O. F. : Oui, ils ne sont pas opposables. C’est un symptôme franco-français que cette opposition récurrente entre, d’un côté, les soins palliatifs et de l’autre, l’aide active à mourir. Moi je considère que les deux constituent une alternative possible pour le malade en fin de vie. Je suis un militant des soins palliatifs. Mais il y a un certain nombre de situations où les soins palliatifs ne peuvent pas suffire. Parce qu’il y a des souffrances réfractaires aux traitements, parce qu’il y a les maladies neurodégénératives face auxquelles il est difficile d’apporter une réponse. Je considère qu’il n’y a pas d’opposition entre les deux. Regardons vers la Belgique où 50% des aides à mourir ont lieu dans des centres de soins palliatifs.

On vit une situation aujourd’hui en France sur la fin de vie qui me rappelle celle que l’on connaissait à propos de l’avortement avant la loi Veil de 1974. Aujourd’hui, nous avons des euthanasies clandestines qui sont pratiquées chaque jour en France.

Il y a, outre la Suisse et la Belgique qui sont les seuls pays à accueillir des ressortissants étrangers pour cela, beaucoup de pays qui ont légiféré : le Canada, l’Australie, la Nouvelle-Zélande, onze états fédéraux américains. En Europe l’Espagne, les Pays-Bas, l’Autriche, le Portugal bientôt. Il y a un mouvement mondial et la France ne doit pas être une désolante et navrante exception.

*La Loi Claeys-Léonetti (2016) permet à chaque patient d’exprimer sa volonté via les directives anticipées. Elle permet la sédation profonde et continue jusqu’au décès.


Zoom sur la Convention citoyenne sur la fin de vie

Elle réunit 185 français tirés au sort représentatifs de la société française.

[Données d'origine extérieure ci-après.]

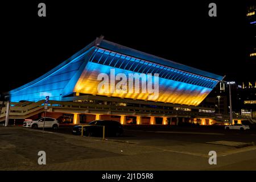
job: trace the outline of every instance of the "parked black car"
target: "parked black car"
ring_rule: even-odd
[[[102,136],[103,126],[105,126],[105,135],[119,136],[123,133],[123,126],[119,122],[111,120],[96,120],[84,127],[84,135],[88,136]],[[82,126],[77,125],[73,127],[72,134],[81,134]]]

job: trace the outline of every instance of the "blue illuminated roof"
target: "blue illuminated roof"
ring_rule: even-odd
[[[197,68],[187,66],[182,64],[176,63],[164,58],[159,57],[145,52],[137,51],[108,40],[102,40],[98,47],[126,55],[147,60],[150,62],[159,64],[162,65],[180,69],[185,72],[190,72],[191,73],[207,77],[208,78],[216,79],[219,81],[221,80],[223,78],[223,76],[221,76],[217,75],[214,73],[209,73]]]
[[[80,78],[86,73],[89,63],[126,72],[158,73],[159,78],[172,83],[184,83],[181,85],[189,85],[188,88],[192,86],[200,88],[200,94],[203,94],[205,89],[208,93],[223,78],[222,76],[122,46],[101,37],[38,78],[6,94],[10,95],[13,102],[36,101],[47,96],[52,100],[61,100],[62,97],[73,94]],[[174,84],[172,85],[176,86]],[[196,92],[194,90],[191,89],[191,92]]]

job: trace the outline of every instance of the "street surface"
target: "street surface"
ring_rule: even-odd
[[[57,130],[0,127],[0,170],[256,170],[255,130],[221,127],[125,126],[121,137],[71,135]],[[46,153],[39,165],[38,153]],[[217,164],[208,163],[210,151]]]

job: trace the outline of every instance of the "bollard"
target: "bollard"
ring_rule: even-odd
[[[82,130],[81,130],[81,136],[84,136],[84,126],[82,126]]]
[[[105,126],[103,126],[103,136],[102,136],[102,140],[105,140]]]

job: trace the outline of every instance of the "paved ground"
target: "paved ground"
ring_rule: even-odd
[[[71,131],[0,127],[0,170],[256,170],[253,131],[126,127],[122,137],[104,141]],[[46,165],[38,164],[40,150]],[[208,163],[210,151],[217,165]]]

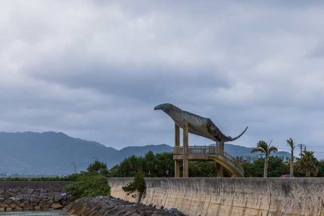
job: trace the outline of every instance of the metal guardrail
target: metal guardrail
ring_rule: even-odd
[[[173,154],[183,154],[183,146],[176,146],[173,147]],[[243,170],[242,165],[232,155],[223,151],[217,146],[188,146],[188,155],[219,155],[230,160],[237,166],[241,170]]]

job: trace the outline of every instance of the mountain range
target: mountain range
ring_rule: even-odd
[[[228,144],[225,144],[224,148],[234,157],[251,155],[252,149]],[[129,146],[118,150],[61,132],[0,132],[0,173],[66,175],[74,171],[71,162],[75,163],[77,172],[84,170],[93,162],[92,157],[107,163],[110,168],[125,157],[132,154],[143,155],[150,150],[154,153],[172,152],[173,147],[166,144],[151,145]],[[278,152],[276,155],[284,158],[290,156],[286,152]]]

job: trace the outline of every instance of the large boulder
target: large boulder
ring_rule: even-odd
[[[3,202],[0,202],[0,207],[2,207],[8,208],[8,207],[9,207],[9,206],[6,203],[4,203]]]
[[[28,203],[28,204],[29,204],[29,203]],[[24,207],[25,205],[26,205],[26,204],[25,203],[24,203],[23,202],[22,202],[21,203],[18,204],[18,205],[19,205],[19,206],[22,207]]]
[[[44,205],[46,205],[46,202],[44,202],[43,200],[42,200],[40,202],[39,202],[39,204],[38,204],[38,205],[39,206],[42,206]]]
[[[27,191],[27,193],[29,194],[32,194],[34,192],[34,189],[28,189]]]
[[[9,194],[3,194],[1,195],[1,197],[4,198],[5,199],[9,199],[10,198],[10,195]]]
[[[15,197],[10,197],[10,199],[11,199],[11,200],[12,200],[12,201],[20,201],[20,199],[18,199],[18,198],[15,198]]]
[[[17,210],[22,210],[22,208],[20,206],[19,206],[18,205],[17,205],[15,207],[15,209]]]
[[[39,196],[39,195],[32,194],[31,196],[30,196],[30,198],[34,198],[34,199],[38,199]]]
[[[39,193],[38,199],[47,199],[48,197],[46,193]]]
[[[56,195],[54,197],[54,202],[59,202],[62,200],[62,199],[63,197],[60,195]]]
[[[16,194],[11,193],[9,194],[11,197],[16,197]]]
[[[19,195],[18,196],[16,196],[16,198],[19,199],[19,200],[22,200],[23,199],[24,199],[24,197],[22,195]]]
[[[53,203],[54,203],[54,201],[51,199],[51,200],[50,200],[48,201],[47,202],[46,202],[46,203],[47,203],[48,204],[49,204],[49,205],[52,205]]]
[[[22,207],[22,209],[24,210],[33,210],[34,206],[31,205],[26,205]]]
[[[50,208],[50,206],[49,205],[44,205],[41,208],[43,210],[48,210]]]
[[[59,203],[53,203],[51,205],[51,208],[54,208],[54,209],[58,209],[60,208],[62,208],[63,206],[62,205]]]
[[[11,190],[11,193],[17,193],[19,192],[20,192],[20,189],[12,189]]]
[[[11,200],[11,199],[7,199],[5,201],[4,201],[4,203],[6,203],[8,205],[11,205],[11,203],[12,203],[12,200]]]
[[[38,199],[34,199],[33,198],[31,198],[29,200],[29,202],[30,203],[39,203],[39,200]]]

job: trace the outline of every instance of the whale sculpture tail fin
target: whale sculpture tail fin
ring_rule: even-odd
[[[243,132],[241,134],[240,134],[239,135],[238,135],[237,137],[235,137],[235,138],[231,138],[231,137],[228,137],[228,138],[230,139],[230,141],[234,141],[235,140],[237,140],[237,139],[239,138],[239,137],[240,137],[241,136],[243,135],[243,134],[244,134],[244,133],[245,133],[245,132],[247,131],[247,129],[248,129],[248,127],[247,127],[247,128],[245,128],[245,129],[244,130],[244,132]]]

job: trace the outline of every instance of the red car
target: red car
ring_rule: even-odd
[[[280,176],[281,178],[290,178],[290,175],[283,175]],[[295,176],[293,176],[293,178],[295,178]]]

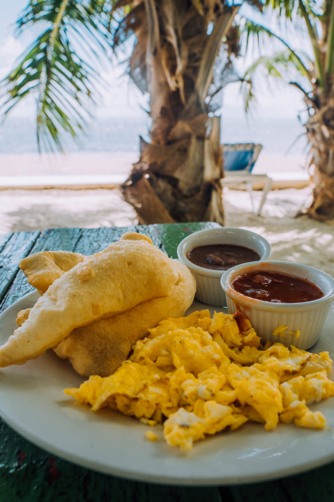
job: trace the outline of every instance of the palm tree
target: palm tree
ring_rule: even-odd
[[[259,70],[264,69],[267,75],[287,81],[302,93],[307,111],[303,125],[309,147],[308,163],[313,186],[312,202],[303,212],[325,220],[334,216],[334,2],[267,0],[266,6],[273,9],[271,19],[275,14],[277,19],[283,16],[287,27],[292,25],[297,31],[289,42],[288,35],[279,36],[263,24],[245,21],[240,27],[246,50],[254,37],[258,46],[267,38],[278,41],[283,47],[269,56],[262,53],[245,72],[242,86],[245,107],[254,97],[253,82]],[[305,36],[306,40],[303,41]]]
[[[223,224],[214,112],[222,87],[236,78],[232,24],[239,7],[226,0],[31,0],[19,29],[40,33],[4,81],[5,114],[36,95],[39,145],[61,149],[62,132],[75,137],[84,127],[101,54],[106,60],[111,47],[134,40],[129,74],[149,93],[152,127],[124,197],[140,223]]]

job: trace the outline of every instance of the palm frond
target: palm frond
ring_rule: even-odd
[[[93,15],[97,12],[98,20]],[[30,4],[18,22],[19,31],[33,27],[40,34],[1,82],[2,107],[6,116],[26,96],[36,97],[40,150],[42,139],[48,150],[54,145],[61,150],[62,133],[74,138],[90,116],[90,103],[99,98],[97,82],[102,84],[102,80],[85,60],[90,52],[98,61],[98,56],[105,57],[109,16],[101,0],[38,0]]]
[[[251,41],[255,41],[260,53],[264,51],[267,52],[267,48],[270,41],[279,42],[286,47],[287,53],[291,55],[290,62],[295,61],[295,66],[298,68],[303,76],[307,77],[310,81],[312,76],[310,68],[312,66],[312,62],[307,53],[302,51],[297,52],[294,50],[289,43],[269,28],[263,25],[244,19],[241,30],[241,37],[245,52],[247,52],[249,49]],[[281,53],[284,54],[284,51]]]
[[[241,79],[241,90],[246,111],[249,109],[252,100],[254,99],[253,82],[259,71],[264,73],[266,76],[282,81],[286,81],[288,77],[291,79],[293,75],[297,77],[303,76],[308,81],[308,72],[294,53],[285,50],[269,56],[261,56],[247,69]],[[290,83],[296,85],[296,82],[291,80]],[[300,82],[298,87],[305,95],[308,95],[309,89],[303,87]]]

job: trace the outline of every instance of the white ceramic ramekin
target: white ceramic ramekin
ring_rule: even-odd
[[[194,232],[185,237],[177,248],[179,260],[188,267],[196,280],[197,299],[213,306],[226,307],[225,293],[220,285],[224,271],[212,270],[198,267],[187,258],[187,253],[197,246],[209,244],[231,244],[244,246],[256,251],[261,260],[267,260],[270,245],[263,237],[254,232],[234,227],[206,228]]]
[[[232,286],[238,276],[249,272],[278,272],[306,280],[322,291],[317,300],[298,303],[276,303],[251,298],[235,291]],[[319,338],[330,304],[334,298],[334,279],[321,270],[289,262],[250,262],[227,270],[221,277],[221,286],[226,297],[229,313],[236,308],[249,319],[264,343],[280,342],[306,350]],[[286,326],[280,335],[273,332],[278,326]],[[297,330],[300,332],[296,336]]]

Elle a été installée le vendredi 9 et s’est réunie jusqu’au dimanche 11 décembre, lors d’un premier week-end de travail à Paris. Venus de toute la France, les participants doivent se retrouver à 9 reprises sur 4 mois au siège du Cese (Conseil économique, social et environnemental) et préparer un rapport destiné à la Première ministre, Élisabeth Borne.